Abstract
Purpose:
The relationship between retinal structure and function in diabetic macular oedema is not well understood. The aim of this study was to investigate the correlation between retinal sensitivity and both quantitative and qualitative changes seen on optical coherence tomography (OCT) scans in a cohort of patients receiving ranibizumab or laser as part of a prospective, randomised clinical trial (The LUCIDATE Study).
Methods:
At baseline and 48 weeks subjects underwent Nidek MP1 microperimetry and Spectralis OCT scans. The 12°, 45-point microperimetry grid was overlaid on the macular thickness map derived from the fast volume scan protocol and retinal thickness at each test locus was obtained from the automated measurement in the Heidelberg Eye Explorer software. At each locus, a grader masked to treatment allocation recorded the presence of morphological features and disruptions in the lines representative of outer retinal structures. Correlation between retinal sensitivity and thickness is reported, and the effect of morphological features on sensitivity is estimated.
Results:
Thirty-three subjects completed 48 weeks follow-up in the trial. In the central 5 ETDRS subfields, point retinal sensitivity increased with decreasing retinal thickness by 1 dB per 45 µm reduction (Pearson r = -0.52, P<0.0001). At 48 weeks in the ranibizumab group, but not in the laser group, there was a significant correlation between changes in point retinal sensitivity and in retinal thickness, with each 1 dB gain associated with a 74 µm thickness reduction (r = -0.31, P<0.0001). At baseline, 1530 loci were graded. Mean sensitivity at loci with no morphological abnormalities present (n=682) was 16.7 (SD 2.42) dB. When isolated external limiting membrane disruption was present, sensitivity was 11.5 (1.74) dB (n=22, P<0.0001), without an associated change in retinal thickness.
Conclusions:
Retinal thickness correlates well with point sensitivity from microperimetry in subjects with diabetic macular oedema.

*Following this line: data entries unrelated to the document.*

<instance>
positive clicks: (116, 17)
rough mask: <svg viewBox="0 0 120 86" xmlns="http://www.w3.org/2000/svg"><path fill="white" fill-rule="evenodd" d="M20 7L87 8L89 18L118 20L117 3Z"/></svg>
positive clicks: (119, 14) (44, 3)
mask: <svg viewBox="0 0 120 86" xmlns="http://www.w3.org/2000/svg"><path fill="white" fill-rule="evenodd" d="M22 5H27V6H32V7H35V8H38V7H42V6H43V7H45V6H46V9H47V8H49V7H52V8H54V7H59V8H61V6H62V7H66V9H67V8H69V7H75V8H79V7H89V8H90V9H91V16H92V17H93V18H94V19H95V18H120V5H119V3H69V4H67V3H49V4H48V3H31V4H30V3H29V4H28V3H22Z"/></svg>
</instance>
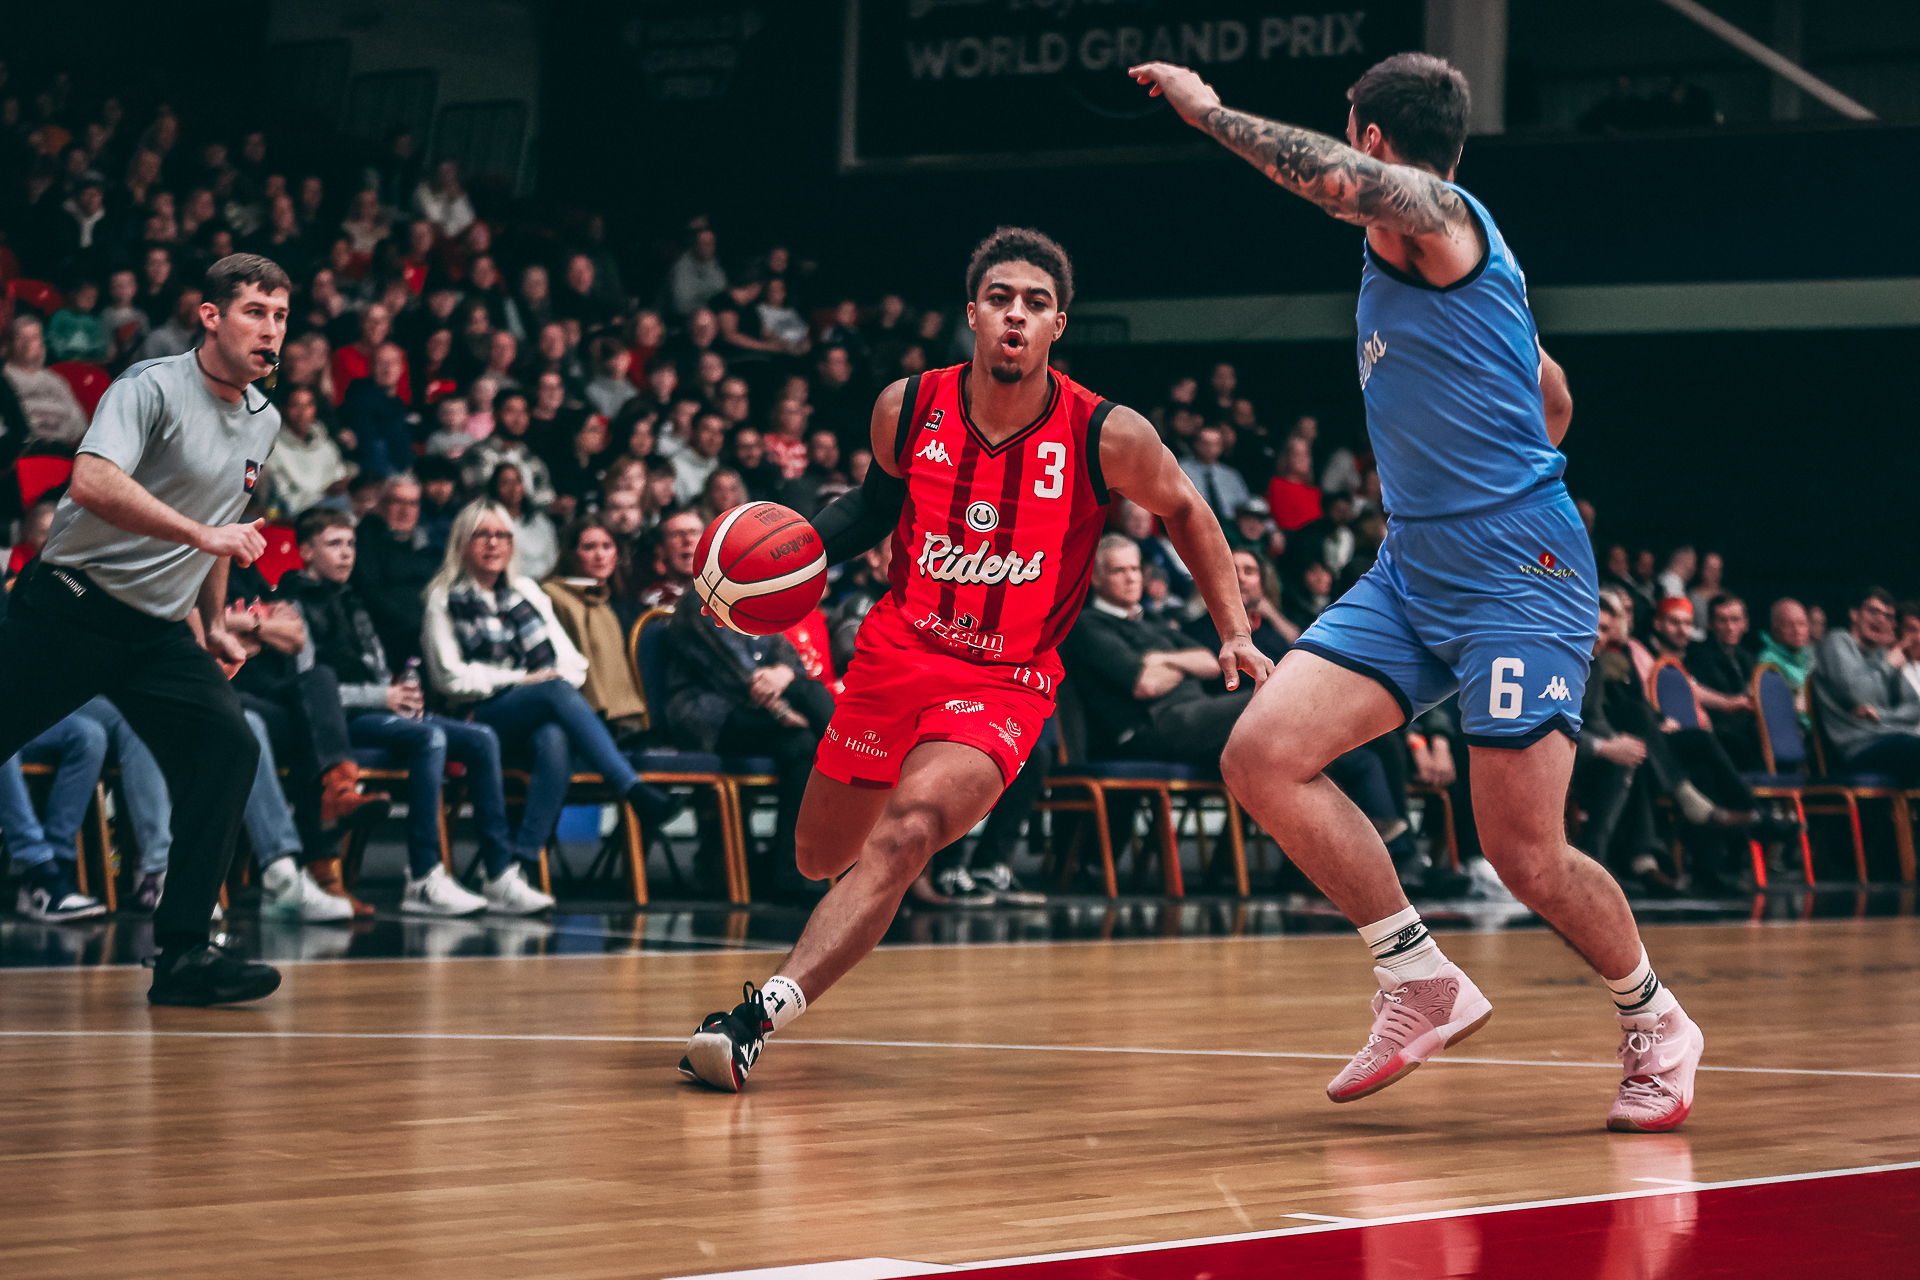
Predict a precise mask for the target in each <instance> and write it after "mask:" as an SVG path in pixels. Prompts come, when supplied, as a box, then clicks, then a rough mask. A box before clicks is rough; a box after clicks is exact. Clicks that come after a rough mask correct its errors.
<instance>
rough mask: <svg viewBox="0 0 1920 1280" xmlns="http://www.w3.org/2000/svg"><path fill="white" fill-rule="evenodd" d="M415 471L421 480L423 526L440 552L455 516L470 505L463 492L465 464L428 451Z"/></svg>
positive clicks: (429, 541)
mask: <svg viewBox="0 0 1920 1280" xmlns="http://www.w3.org/2000/svg"><path fill="white" fill-rule="evenodd" d="M413 474H415V478H417V480H419V482H420V528H424V530H426V541H428V543H430V545H432V547H434V551H436V553H438V551H442V549H445V545H447V533H449V532H451V528H453V516H457V514H461V507H465V505H467V499H465V497H463V495H461V468H459V466H455V464H453V461H451V459H438V457H432V455H428V457H424V459H420V461H419V462H415V466H413Z"/></svg>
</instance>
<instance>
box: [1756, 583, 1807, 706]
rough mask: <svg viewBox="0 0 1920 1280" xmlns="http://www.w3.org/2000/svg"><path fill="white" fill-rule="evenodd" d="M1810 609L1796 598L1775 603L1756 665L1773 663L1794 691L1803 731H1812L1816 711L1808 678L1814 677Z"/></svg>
mask: <svg viewBox="0 0 1920 1280" xmlns="http://www.w3.org/2000/svg"><path fill="white" fill-rule="evenodd" d="M1809 629H1811V628H1809V626H1807V608H1805V606H1803V604H1801V603H1799V601H1795V599H1793V597H1782V599H1778V601H1774V606H1772V608H1770V610H1768V614H1766V629H1764V631H1761V654H1759V658H1755V662H1772V664H1774V666H1776V668H1778V670H1780V677H1782V679H1786V681H1788V689H1791V691H1793V706H1795V710H1799V716H1801V727H1803V729H1811V727H1812V708H1811V706H1809V702H1807V699H1809V697H1811V691H1809V689H1807V677H1809V676H1812V643H1811V637H1809Z"/></svg>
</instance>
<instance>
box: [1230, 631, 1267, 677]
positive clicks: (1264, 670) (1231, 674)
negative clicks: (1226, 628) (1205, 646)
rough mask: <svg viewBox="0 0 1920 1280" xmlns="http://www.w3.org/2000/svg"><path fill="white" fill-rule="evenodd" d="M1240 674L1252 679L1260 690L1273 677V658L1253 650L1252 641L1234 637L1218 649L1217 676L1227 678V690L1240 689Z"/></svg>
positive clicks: (1254, 649)
mask: <svg viewBox="0 0 1920 1280" xmlns="http://www.w3.org/2000/svg"><path fill="white" fill-rule="evenodd" d="M1240 672H1246V674H1248V676H1252V677H1254V687H1256V689H1260V687H1261V685H1263V683H1267V676H1273V658H1269V656H1267V654H1263V652H1260V651H1258V649H1254V641H1250V639H1248V637H1244V635H1236V637H1233V639H1229V641H1227V643H1225V645H1221V647H1219V674H1221V676H1225V677H1227V689H1238V687H1240Z"/></svg>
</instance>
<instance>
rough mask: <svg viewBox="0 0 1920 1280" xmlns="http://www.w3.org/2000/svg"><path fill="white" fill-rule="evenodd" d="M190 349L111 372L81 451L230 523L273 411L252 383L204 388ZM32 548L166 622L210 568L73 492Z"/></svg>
mask: <svg viewBox="0 0 1920 1280" xmlns="http://www.w3.org/2000/svg"><path fill="white" fill-rule="evenodd" d="M198 359H200V357H198V355H196V353H194V351H188V353H186V355H169V357H165V359H159V361H142V363H138V365H134V367H132V368H129V370H127V372H123V374H121V376H119V378H115V382H113V386H109V388H108V393H106V395H102V397H100V409H96V411H94V424H92V426H90V428H88V430H86V439H83V441H81V449H79V451H81V453H94V455H98V457H104V459H106V461H108V462H113V464H115V466H119V468H121V470H123V472H127V474H129V476H132V478H134V484H138V486H140V487H142V489H146V491H148V493H152V495H154V497H157V499H159V501H163V503H165V505H167V507H173V509H175V510H177V512H180V514H182V516H186V518H188V520H198V522H200V524H209V526H221V524H232V522H234V520H238V518H240V512H242V510H246V505H248V497H250V495H252V493H253V486H255V484H265V482H267V472H265V462H267V455H269V453H271V451H273V439H275V436H278V434H280V411H278V409H275V407H273V405H269V403H267V401H265V397H263V395H261V393H259V390H257V388H248V390H246V391H244V393H242V395H240V403H238V405H230V403H227V401H225V399H221V397H219V395H215V393H213V391H209V390H207V384H205V380H204V378H202V376H200V365H198ZM261 405H265V409H261ZM252 411H257V413H252ZM40 558H42V560H46V562H48V564H60V566H65V568H79V570H86V576H88V578H92V580H94V581H96V583H98V585H100V587H102V589H104V591H106V593H108V595H111V597H113V599H117V601H119V603H123V604H131V606H132V608H138V610H140V612H144V614H154V616H156V618H167V620H173V622H179V620H182V618H186V614H190V612H192V610H194V599H196V597H198V595H200V585H202V583H204V581H205V578H207V570H209V568H213V557H211V555H207V553H205V551H196V549H192V547H186V545H182V543H169V541H165V539H159V537H146V535H144V533H129V532H127V530H121V528H115V526H111V524H108V522H106V520H102V518H100V516H96V514H94V512H90V510H86V509H84V507H81V505H79V503H75V501H73V497H71V495H69V497H63V499H60V507H58V509H56V510H54V528H52V532H50V533H48V537H46V547H44V549H42V551H40Z"/></svg>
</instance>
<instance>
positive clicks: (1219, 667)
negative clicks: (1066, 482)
mask: <svg viewBox="0 0 1920 1280" xmlns="http://www.w3.org/2000/svg"><path fill="white" fill-rule="evenodd" d="M1100 474H1102V476H1104V480H1106V487H1108V489H1112V491H1114V493H1119V495H1123V497H1129V499H1133V501H1135V503H1139V505H1140V507H1144V509H1146V510H1150V512H1154V514H1156V516H1160V518H1162V520H1164V522H1165V526H1167V537H1169V539H1173V549H1175V551H1179V553H1181V560H1185V562H1187V570H1188V572H1190V574H1192V576H1194V585H1196V587H1200V595H1202V597H1204V599H1206V606H1208V612H1210V614H1212V616H1213V628H1215V629H1217V631H1219V637H1221V645H1219V674H1221V676H1225V677H1227V687H1229V689H1236V687H1238V685H1240V672H1246V674H1248V676H1252V677H1254V685H1256V687H1258V685H1261V683H1265V679H1267V676H1271V674H1273V662H1271V660H1269V658H1267V654H1263V652H1260V651H1258V649H1254V639H1252V629H1250V628H1248V626H1246V606H1244V604H1240V580H1238V576H1236V574H1235V572H1233V553H1231V551H1229V549H1227V535H1225V533H1223V532H1221V528H1219V516H1215V514H1213V509H1212V507H1208V505H1206V499H1204V497H1200V491H1198V489H1194V482H1192V480H1188V478H1187V472H1183V470H1181V464H1179V462H1175V461H1173V455H1171V453H1169V451H1167V447H1165V445H1164V443H1160V434H1158V432H1154V424H1152V422H1148V420H1146V418H1142V416H1140V415H1137V413H1135V411H1131V409H1125V407H1119V405H1116V407H1114V411H1112V413H1110V415H1108V416H1106V426H1104V428H1102V430H1100Z"/></svg>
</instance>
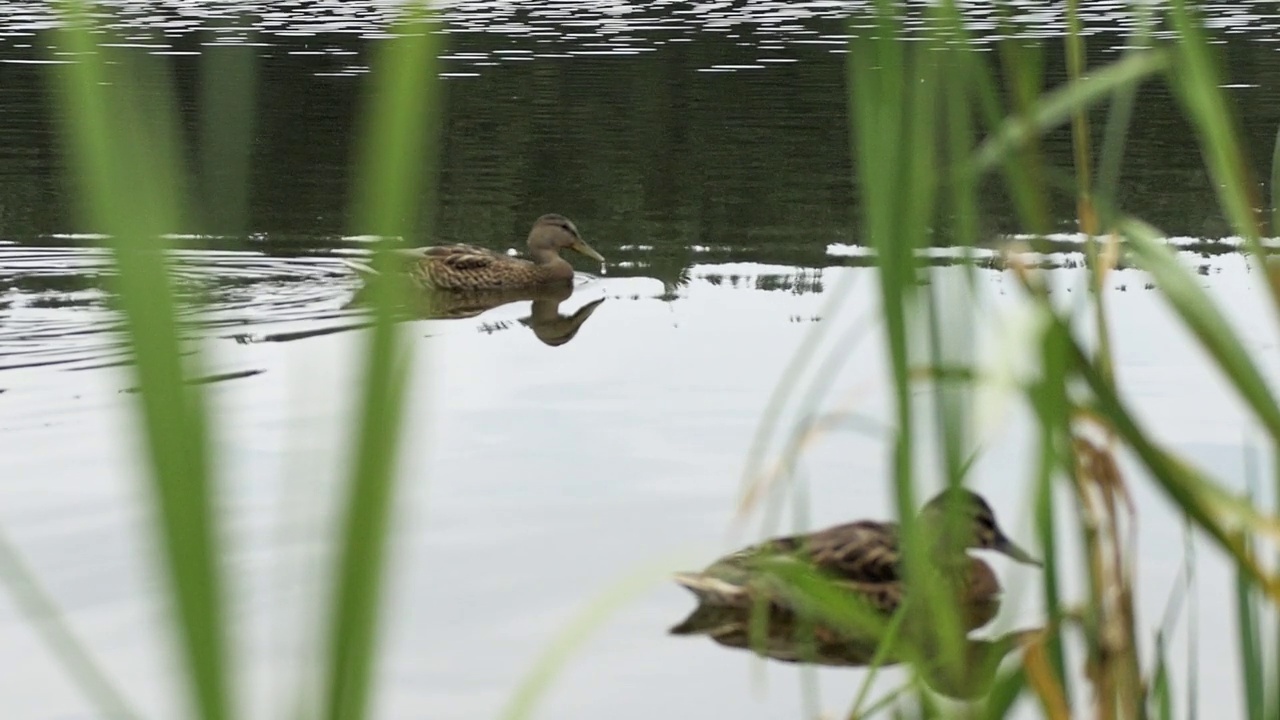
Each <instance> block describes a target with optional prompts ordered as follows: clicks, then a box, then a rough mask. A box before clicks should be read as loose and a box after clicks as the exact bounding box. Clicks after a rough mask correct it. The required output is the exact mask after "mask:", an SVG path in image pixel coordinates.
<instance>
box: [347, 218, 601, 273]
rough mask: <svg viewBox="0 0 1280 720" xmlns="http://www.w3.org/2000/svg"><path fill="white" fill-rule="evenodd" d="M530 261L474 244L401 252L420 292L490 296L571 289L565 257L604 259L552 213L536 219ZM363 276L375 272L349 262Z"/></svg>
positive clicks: (567, 219)
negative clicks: (539, 290) (569, 287)
mask: <svg viewBox="0 0 1280 720" xmlns="http://www.w3.org/2000/svg"><path fill="white" fill-rule="evenodd" d="M527 243H529V256H530V260H525V259H522V258H512V256H509V255H506V254H502V252H494V251H493V250H488V249H484V247H476V246H474V245H435V246H430V247H413V249H406V250H397V251H396V254H397V255H398V256H399V259H402V260H403V261H404V263H406V268H404V269H406V272H407V273H408V277H410V278H411V279H412V281H413V282H415V283H416V284H419V286H420V287H422V288H428V290H443V291H485V290H500V288H517V287H535V286H544V284H570V283H571V282H572V281H573V266H572V265H570V264H568V261H567V260H564V259H563V258H561V256H559V251H561V250H564V249H568V250H575V251H577V252H581V254H582V255H586V256H588V258H591V259H593V260H598V261H600V263H604V258H603V256H602V255H600V254H599V252H596V251H595V250H594V249H593V247H591V246H590V245H588V243H586V242H585V241H584V240H582V236H581V234H580V233H579V232H577V227H576V225H575V224H573V222H572V220H570V219H568V218H566V217H563V215H556V214H548V215H543V217H541V218H538V219H536V220H534V227H532V229H530V231H529V240H527ZM348 265H351V266H353V268H355V269H356V270H357V272H360V273H361V274H367V273H370V272H371V269H370V268H367V266H364V265H358V264H356V263H348Z"/></svg>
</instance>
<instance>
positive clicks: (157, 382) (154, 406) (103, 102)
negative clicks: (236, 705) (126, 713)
mask: <svg viewBox="0 0 1280 720" xmlns="http://www.w3.org/2000/svg"><path fill="white" fill-rule="evenodd" d="M58 8H59V10H60V12H61V13H63V20H64V22H63V26H61V28H60V29H58V31H55V32H56V35H58V41H59V45H60V46H61V47H63V49H67V50H69V51H72V54H73V55H74V56H77V58H78V61H77V63H72V64H67V65H63V67H60V68H59V70H58V73H56V81H58V82H56V96H58V99H59V104H60V110H61V117H63V119H64V122H65V128H67V129H65V132H67V136H68V147H69V154H70V160H72V167H73V169H74V170H76V174H77V177H78V178H79V179H81V183H82V187H81V188H79V190H81V193H82V197H83V199H84V201H86V202H84V206H86V211H87V217H88V219H90V220H91V222H92V223H93V225H95V227H97V228H100V229H102V231H104V232H106V233H108V234H109V236H110V237H111V240H110V247H111V256H113V260H114V263H115V268H116V270H118V275H116V278H115V291H116V302H118V309H119V311H120V314H122V315H123V318H124V328H125V332H127V334H128V338H129V343H131V347H132V351H133V360H134V374H136V380H137V384H138V387H140V392H138V393H137V397H138V400H140V402H141V420H142V427H143V430H145V438H146V454H147V460H148V464H150V475H151V479H152V483H151V489H152V492H154V496H152V497H154V500H155V503H156V514H155V518H156V523H157V528H159V539H160V550H161V551H163V561H164V566H165V570H166V571H168V577H169V583H170V591H172V593H173V600H174V605H175V610H177V614H175V618H177V621H178V635H179V639H180V653H182V656H183V660H184V662H186V666H187V678H188V682H189V684H191V693H192V701H191V702H192V707H193V708H195V711H196V712H197V714H198V716H201V717H204V719H205V720H221V719H224V717H228V716H229V715H230V711H232V707H233V705H234V703H233V692H232V688H230V682H229V678H228V673H227V657H228V651H227V638H225V618H224V612H225V610H224V598H223V589H221V587H223V580H221V571H220V566H219V561H218V556H216V552H215V551H216V539H218V532H216V518H215V515H214V511H212V502H211V496H212V487H211V468H210V465H211V464H210V457H209V451H207V438H206V434H207V433H206V428H205V411H204V402H202V395H201V388H200V387H198V386H197V387H184V384H183V378H184V375H187V374H188V372H189V370H191V368H188V366H184V364H183V360H182V357H180V354H179V332H178V322H177V300H175V293H174V288H173V283H172V278H170V274H169V268H168V260H166V256H165V252H166V247H165V245H164V243H163V242H161V241H160V236H161V233H164V232H166V231H172V229H174V227H177V224H178V218H179V217H180V211H182V200H180V196H179V195H177V192H178V188H180V187H182V182H180V181H179V178H180V177H182V172H180V170H179V163H178V158H179V152H178V151H177V141H175V133H177V123H175V122H174V118H175V114H174V111H173V104H172V99H170V97H168V96H166V95H161V96H159V97H156V96H155V95H145V94H143V92H142V90H141V88H142V87H147V88H157V87H159V88H168V87H169V83H168V78H166V77H164V67H163V65H161V64H160V63H161V60H160V59H157V58H155V56H150V55H143V54H119V53H116V54H115V55H113V58H111V59H110V60H109V59H108V58H105V56H104V54H105V53H106V50H105V49H102V47H99V46H96V44H95V40H93V36H92V35H91V33H90V26H88V20H87V15H86V14H84V13H86V9H84V6H83V5H81V4H76V3H61V4H59V5H58ZM188 364H189V363H188Z"/></svg>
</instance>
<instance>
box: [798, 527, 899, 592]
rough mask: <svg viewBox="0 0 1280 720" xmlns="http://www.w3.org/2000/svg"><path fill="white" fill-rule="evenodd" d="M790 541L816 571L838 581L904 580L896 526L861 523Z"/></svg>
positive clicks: (826, 531)
mask: <svg viewBox="0 0 1280 720" xmlns="http://www.w3.org/2000/svg"><path fill="white" fill-rule="evenodd" d="M786 539H788V541H790V542H792V543H795V544H796V548H797V552H799V553H800V555H801V556H803V557H805V559H806V560H809V561H810V562H813V564H814V566H815V568H818V569H819V570H822V571H824V573H827V574H829V575H833V577H836V578H840V579H844V580H851V582H855V583H868V584H887V583H900V582H901V580H902V551H901V547H900V544H899V529H897V524H896V523H877V521H872V520H861V521H858V523H847V524H844V525H836V527H833V528H827V529H824V530H818V532H815V533H810V534H808V536H799V537H795V538H786Z"/></svg>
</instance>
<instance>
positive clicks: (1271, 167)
mask: <svg viewBox="0 0 1280 720" xmlns="http://www.w3.org/2000/svg"><path fill="white" fill-rule="evenodd" d="M1271 233H1272V234H1275V233H1280V126H1276V141H1275V143H1274V145H1272V146H1271Z"/></svg>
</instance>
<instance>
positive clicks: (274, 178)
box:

Treatment with ranibizumab leads to measurable improvements in retinal thickness, which may be associated with improved retinal sensitivity in a predictable manner. Outer retinal disruption had the greatest effect on measured sensitivity, but was not associated with increased thickness, suggesting quantitative analysis alone is insufficient for accurate structure-function correlation in this condition.